1. A system for generating synthetic training data, the system comprising:

one or more processors; and
one or more non-transitory, computer-readable media storing instructions that, when executed by the one or more processors, cause operations comprising: receiving a first set of candidate behaviors, wherein each candidate behavior comprises plain text describing user activity; processing the first set of candidate behaviors using a first language processing model to generate a set of representations associated with the first set of candidate behaviors in a real-valued embedding space, wherein the first language processing model is a deep learning model trained to map candidate behaviors to user activity representations in the real-valued embedding space; for each representation in the set of representations, processing the representation using a second language processing model to generate a first sequence of behavior tokens representative of a timeline of user activities, wherein the second language processing model is trained on prior user activity; and using the set of representations and first sequence of behavior tokens, updating the second language processing model; using the updated second language processing model, processing a second set of candidate behaviors to generate a second sequence of behavior tokens; using the second sequence of behavior tokens, generating notifications indicating expected user activity.

2. A method for generating synthetic training data, the method comprising:

receiving a first set of candidate behaviors, wherein each candidate behavior comprises plain text;
processing the first set of candidate behaviors using a first language processing model to generate a set of representations in an embedding space;
for each representation in the set of representations, processing the representation using a second language processing model to generate a first sequence of behavioral tokens representative of a timeline of user activities;
using the set of representations and first sequence of behavior tokens, updating the second language processing model; and
using the updated second language processing model, processing a second set of candidate behaviors to generate a second sequence of behavior tokens.

3. The method of claim 2, further comprising:

processing the second language processing model to generate a correspondence map, wherein the correspondence map correlates representations in the embedding space to plain text;
using the correspondence map, generating an alignment score for the first language processing model; and
based on the alignment score, updating the first language processing model.

4. The method of claim 2, wherein the second language processing model performs sequential next-token prediction using a transformer algorithm.

5. The method of claim 2, wherein a representation is a sequential data structure, comprising:

a set of tokens comprising real values in the embedding space; and
a set of sequential relations indicating a linear order among the set of tokens.

6. The method of claim 2, further comprising:

receiving a set of labelled candidate behaviors;
updating the first language processing model based on the set of labelled candidate behaviors to produce a set of labelled representations, wherein the set of labelled representations is associated with a set of outcomes; and
using the set of labelled representations and the associated set of outcomes, training the second language processing model to predict outcomes based on input representations.

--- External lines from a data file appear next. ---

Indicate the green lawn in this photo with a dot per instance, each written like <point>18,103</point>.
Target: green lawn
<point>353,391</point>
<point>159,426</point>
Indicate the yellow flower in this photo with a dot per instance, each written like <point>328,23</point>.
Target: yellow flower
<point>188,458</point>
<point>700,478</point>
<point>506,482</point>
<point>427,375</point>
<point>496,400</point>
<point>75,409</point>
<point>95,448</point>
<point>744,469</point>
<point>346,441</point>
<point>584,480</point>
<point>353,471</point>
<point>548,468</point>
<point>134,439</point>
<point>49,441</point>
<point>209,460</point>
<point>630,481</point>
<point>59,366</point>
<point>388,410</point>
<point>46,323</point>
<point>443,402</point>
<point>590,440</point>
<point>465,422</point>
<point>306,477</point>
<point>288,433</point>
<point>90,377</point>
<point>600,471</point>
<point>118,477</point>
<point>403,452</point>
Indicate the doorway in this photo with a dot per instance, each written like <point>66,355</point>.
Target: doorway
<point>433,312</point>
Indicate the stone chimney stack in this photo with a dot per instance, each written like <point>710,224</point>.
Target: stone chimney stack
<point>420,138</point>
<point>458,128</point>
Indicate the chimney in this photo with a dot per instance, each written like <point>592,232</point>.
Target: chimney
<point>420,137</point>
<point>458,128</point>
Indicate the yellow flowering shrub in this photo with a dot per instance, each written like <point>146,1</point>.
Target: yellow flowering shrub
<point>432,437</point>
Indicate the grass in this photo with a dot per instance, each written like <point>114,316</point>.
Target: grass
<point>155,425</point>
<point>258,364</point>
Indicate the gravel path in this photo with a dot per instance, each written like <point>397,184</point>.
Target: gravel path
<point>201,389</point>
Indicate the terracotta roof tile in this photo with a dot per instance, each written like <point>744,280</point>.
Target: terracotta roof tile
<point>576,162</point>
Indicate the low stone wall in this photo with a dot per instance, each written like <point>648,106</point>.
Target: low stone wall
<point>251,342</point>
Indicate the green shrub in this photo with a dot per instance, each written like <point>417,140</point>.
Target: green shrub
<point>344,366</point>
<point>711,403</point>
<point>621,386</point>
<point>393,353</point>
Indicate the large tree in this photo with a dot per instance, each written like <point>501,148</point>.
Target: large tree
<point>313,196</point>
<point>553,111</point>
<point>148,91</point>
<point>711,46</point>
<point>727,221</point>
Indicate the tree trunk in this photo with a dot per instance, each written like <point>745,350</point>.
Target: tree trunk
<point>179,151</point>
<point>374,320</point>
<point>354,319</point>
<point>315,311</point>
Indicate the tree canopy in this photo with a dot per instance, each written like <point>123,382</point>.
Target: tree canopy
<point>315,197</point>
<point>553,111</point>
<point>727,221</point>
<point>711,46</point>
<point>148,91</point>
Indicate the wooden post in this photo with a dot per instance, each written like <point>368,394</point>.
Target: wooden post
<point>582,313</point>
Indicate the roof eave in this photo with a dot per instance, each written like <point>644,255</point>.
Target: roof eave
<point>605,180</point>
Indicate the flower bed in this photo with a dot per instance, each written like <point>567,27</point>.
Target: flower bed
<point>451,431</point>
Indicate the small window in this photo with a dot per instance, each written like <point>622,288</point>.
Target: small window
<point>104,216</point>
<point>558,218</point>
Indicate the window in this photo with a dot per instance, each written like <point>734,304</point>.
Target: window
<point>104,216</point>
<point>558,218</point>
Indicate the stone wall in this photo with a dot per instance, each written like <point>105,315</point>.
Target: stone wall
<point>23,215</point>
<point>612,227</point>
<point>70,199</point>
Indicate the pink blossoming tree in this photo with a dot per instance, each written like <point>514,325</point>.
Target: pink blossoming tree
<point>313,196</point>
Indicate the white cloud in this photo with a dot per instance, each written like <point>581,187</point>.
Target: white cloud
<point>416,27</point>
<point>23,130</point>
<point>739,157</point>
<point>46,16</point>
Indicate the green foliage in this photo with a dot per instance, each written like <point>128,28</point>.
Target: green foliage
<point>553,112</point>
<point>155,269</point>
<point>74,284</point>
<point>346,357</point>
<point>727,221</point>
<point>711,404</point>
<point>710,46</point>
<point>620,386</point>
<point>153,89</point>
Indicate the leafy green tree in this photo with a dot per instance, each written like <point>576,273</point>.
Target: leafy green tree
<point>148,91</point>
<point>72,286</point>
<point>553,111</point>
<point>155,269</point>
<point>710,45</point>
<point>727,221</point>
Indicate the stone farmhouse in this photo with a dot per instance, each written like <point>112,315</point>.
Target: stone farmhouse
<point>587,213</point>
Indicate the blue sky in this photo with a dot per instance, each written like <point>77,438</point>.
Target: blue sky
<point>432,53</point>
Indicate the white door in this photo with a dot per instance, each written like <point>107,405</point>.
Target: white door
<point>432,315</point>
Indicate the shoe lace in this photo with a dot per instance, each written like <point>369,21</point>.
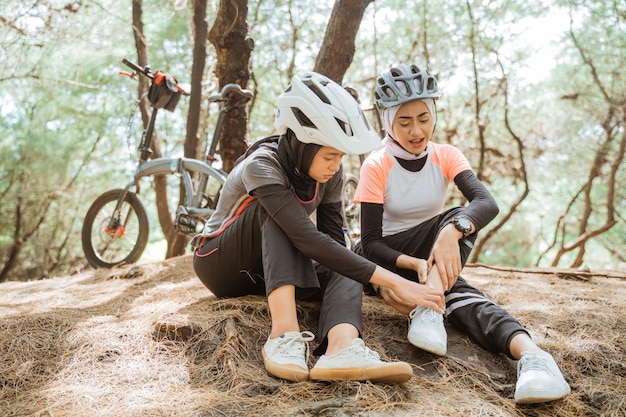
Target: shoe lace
<point>429,314</point>
<point>532,363</point>
<point>367,352</point>
<point>295,346</point>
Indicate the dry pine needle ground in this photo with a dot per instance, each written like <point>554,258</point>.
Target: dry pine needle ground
<point>150,340</point>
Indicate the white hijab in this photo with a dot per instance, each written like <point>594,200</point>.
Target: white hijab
<point>388,114</point>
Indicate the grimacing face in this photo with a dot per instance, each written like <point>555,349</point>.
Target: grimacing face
<point>413,126</point>
<point>325,164</point>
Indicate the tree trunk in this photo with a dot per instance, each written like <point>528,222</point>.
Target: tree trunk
<point>337,50</point>
<point>233,45</point>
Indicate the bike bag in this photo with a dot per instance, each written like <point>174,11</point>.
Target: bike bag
<point>163,92</point>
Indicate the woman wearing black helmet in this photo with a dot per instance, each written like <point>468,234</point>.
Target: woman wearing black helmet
<point>402,191</point>
<point>261,239</point>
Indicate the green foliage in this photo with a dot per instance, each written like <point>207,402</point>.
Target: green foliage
<point>64,111</point>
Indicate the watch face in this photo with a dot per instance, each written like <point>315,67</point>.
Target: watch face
<point>463,225</point>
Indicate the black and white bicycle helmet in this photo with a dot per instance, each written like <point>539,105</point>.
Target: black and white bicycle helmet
<point>320,111</point>
<point>404,83</point>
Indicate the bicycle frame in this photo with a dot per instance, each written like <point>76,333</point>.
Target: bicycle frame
<point>182,166</point>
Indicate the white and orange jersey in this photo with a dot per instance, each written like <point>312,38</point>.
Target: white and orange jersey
<point>409,198</point>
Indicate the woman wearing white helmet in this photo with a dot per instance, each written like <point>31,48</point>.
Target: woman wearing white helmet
<point>261,239</point>
<point>402,191</point>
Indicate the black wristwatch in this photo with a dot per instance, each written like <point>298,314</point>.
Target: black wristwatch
<point>463,225</point>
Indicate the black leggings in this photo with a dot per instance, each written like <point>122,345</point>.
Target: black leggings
<point>467,308</point>
<point>254,256</point>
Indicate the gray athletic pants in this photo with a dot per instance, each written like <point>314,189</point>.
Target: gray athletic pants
<point>254,256</point>
<point>467,308</point>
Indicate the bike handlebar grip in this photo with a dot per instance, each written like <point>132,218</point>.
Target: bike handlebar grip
<point>137,68</point>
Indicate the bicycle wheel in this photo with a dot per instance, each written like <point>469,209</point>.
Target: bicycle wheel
<point>109,243</point>
<point>351,210</point>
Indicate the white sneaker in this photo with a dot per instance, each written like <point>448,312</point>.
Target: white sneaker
<point>427,332</point>
<point>539,379</point>
<point>359,363</point>
<point>286,355</point>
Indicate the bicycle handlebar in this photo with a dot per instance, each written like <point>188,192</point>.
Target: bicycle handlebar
<point>143,70</point>
<point>232,93</point>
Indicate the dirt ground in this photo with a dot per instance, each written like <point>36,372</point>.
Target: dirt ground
<point>150,340</point>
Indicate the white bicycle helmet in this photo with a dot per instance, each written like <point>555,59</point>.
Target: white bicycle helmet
<point>320,111</point>
<point>404,83</point>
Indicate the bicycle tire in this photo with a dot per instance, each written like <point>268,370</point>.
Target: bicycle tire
<point>106,248</point>
<point>351,211</point>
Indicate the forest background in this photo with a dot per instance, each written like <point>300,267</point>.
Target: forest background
<point>533,92</point>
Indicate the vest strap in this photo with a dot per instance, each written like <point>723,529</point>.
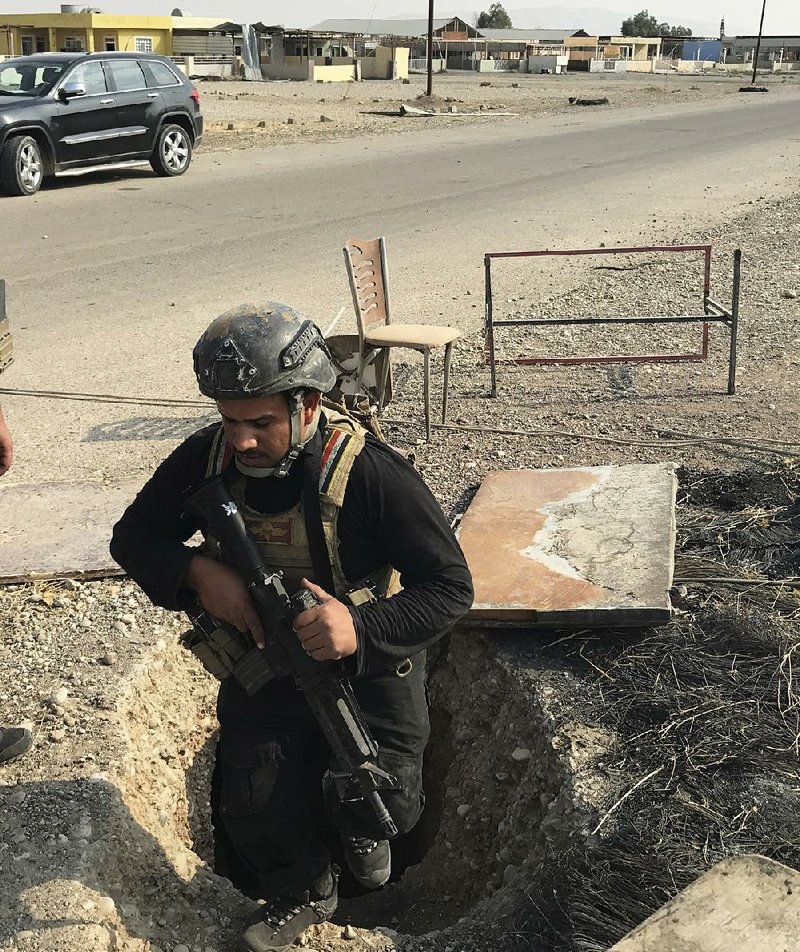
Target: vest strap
<point>312,511</point>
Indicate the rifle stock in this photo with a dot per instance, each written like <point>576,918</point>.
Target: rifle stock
<point>326,690</point>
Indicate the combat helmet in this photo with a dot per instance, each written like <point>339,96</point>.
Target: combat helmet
<point>257,350</point>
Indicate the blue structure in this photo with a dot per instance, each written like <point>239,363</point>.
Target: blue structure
<point>707,49</point>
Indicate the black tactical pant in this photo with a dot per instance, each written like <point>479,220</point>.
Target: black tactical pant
<point>271,821</point>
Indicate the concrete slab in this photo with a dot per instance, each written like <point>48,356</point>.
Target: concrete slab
<point>587,547</point>
<point>746,902</point>
<point>60,530</point>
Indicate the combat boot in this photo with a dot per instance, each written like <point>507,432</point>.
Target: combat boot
<point>14,741</point>
<point>275,925</point>
<point>370,861</point>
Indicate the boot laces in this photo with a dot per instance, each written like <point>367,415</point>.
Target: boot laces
<point>360,845</point>
<point>281,910</point>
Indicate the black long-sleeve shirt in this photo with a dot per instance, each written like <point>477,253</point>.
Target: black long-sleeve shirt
<point>388,516</point>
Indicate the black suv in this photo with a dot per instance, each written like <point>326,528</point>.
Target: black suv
<point>69,113</point>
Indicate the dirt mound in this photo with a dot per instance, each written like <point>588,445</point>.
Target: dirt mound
<point>575,780</point>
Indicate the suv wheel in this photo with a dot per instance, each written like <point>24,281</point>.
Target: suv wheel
<point>173,151</point>
<point>21,166</point>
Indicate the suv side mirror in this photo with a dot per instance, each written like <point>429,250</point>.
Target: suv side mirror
<point>71,90</point>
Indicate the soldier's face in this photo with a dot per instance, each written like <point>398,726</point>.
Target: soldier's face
<point>259,430</point>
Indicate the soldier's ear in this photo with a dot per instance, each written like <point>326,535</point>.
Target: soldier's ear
<point>311,400</point>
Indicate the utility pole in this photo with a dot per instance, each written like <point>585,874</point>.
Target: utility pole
<point>430,47</point>
<point>758,42</point>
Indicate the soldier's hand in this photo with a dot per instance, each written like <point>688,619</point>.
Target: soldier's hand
<point>327,630</point>
<point>223,593</point>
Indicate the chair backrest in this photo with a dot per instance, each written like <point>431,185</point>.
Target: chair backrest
<point>368,274</point>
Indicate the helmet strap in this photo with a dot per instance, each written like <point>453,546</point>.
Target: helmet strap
<point>296,441</point>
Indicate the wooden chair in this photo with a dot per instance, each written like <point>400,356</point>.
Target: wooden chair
<point>368,274</point>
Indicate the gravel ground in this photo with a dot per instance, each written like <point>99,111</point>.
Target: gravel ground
<point>97,823</point>
<point>296,112</point>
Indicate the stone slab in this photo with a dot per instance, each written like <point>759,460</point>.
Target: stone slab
<point>590,547</point>
<point>60,530</point>
<point>746,902</point>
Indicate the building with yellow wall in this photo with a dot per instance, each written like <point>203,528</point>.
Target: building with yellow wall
<point>25,33</point>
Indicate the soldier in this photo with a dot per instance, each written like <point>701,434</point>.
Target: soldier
<point>337,511</point>
<point>14,741</point>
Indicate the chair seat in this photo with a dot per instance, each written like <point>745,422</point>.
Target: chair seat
<point>411,335</point>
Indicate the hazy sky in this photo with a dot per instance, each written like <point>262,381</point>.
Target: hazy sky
<point>741,16</point>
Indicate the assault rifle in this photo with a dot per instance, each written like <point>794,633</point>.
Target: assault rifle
<point>326,690</point>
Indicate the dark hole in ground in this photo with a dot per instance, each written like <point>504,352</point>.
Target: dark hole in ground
<point>520,866</point>
<point>357,905</point>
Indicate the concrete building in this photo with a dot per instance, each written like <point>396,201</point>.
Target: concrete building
<point>774,49</point>
<point>333,55</point>
<point>583,49</point>
<point>68,31</point>
<point>456,43</point>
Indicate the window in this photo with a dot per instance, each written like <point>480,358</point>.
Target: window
<point>127,75</point>
<point>29,77</point>
<point>92,76</point>
<point>158,74</point>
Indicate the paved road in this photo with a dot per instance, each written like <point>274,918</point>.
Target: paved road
<point>99,268</point>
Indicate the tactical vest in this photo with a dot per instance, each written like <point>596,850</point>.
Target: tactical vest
<point>282,538</point>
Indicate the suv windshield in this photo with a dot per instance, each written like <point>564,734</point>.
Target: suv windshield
<point>29,76</point>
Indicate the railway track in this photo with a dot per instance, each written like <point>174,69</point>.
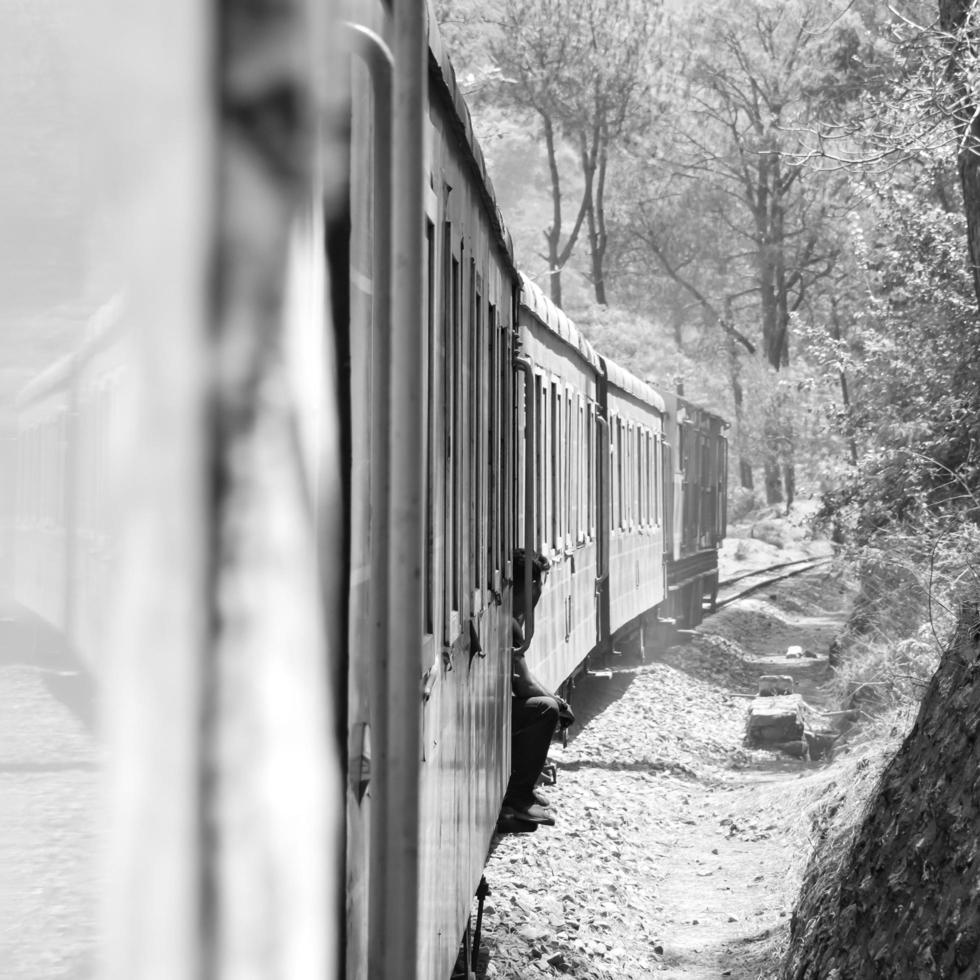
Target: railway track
<point>763,577</point>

7. The method of claim 2, further comprising:

training a first candidate model for the second language processing model using a first algorithm;
generating a first fit metric associated with the first candidate model, wherein the first fit metric comprises a first bias score and a first error score;
training a second candidate model for the second language processing model using a second algorithm;
generating a second fit metric associated with the second candidate model, wherein the second fit metric comprises a second bias score and a second error score; and
using the first fit metric and the second fit metric, selecting parameters of the second language processing model through a weighted combination of the parameters of the first candidate model and the parameters of the second candidate model.

8. The method of claim 2, further comprising:

training the second language processing model to be a first candidate model using a first algorithm, wherein the first candidate model generates a first output first sequence;
using the set of representations and the first output first sequence, generating a first performance metric associated with the first candidate model;
training a second candidate model using a second algorithm, wherein the second candidate model generates a second output first sequence;
using the set of representations and the second output first sequence, generating a second performance metric associated with the second candidate model; and
using the first performance metric and the second performance metric, selecting the second language processing model to be one of the first candidate model and the second candidate model.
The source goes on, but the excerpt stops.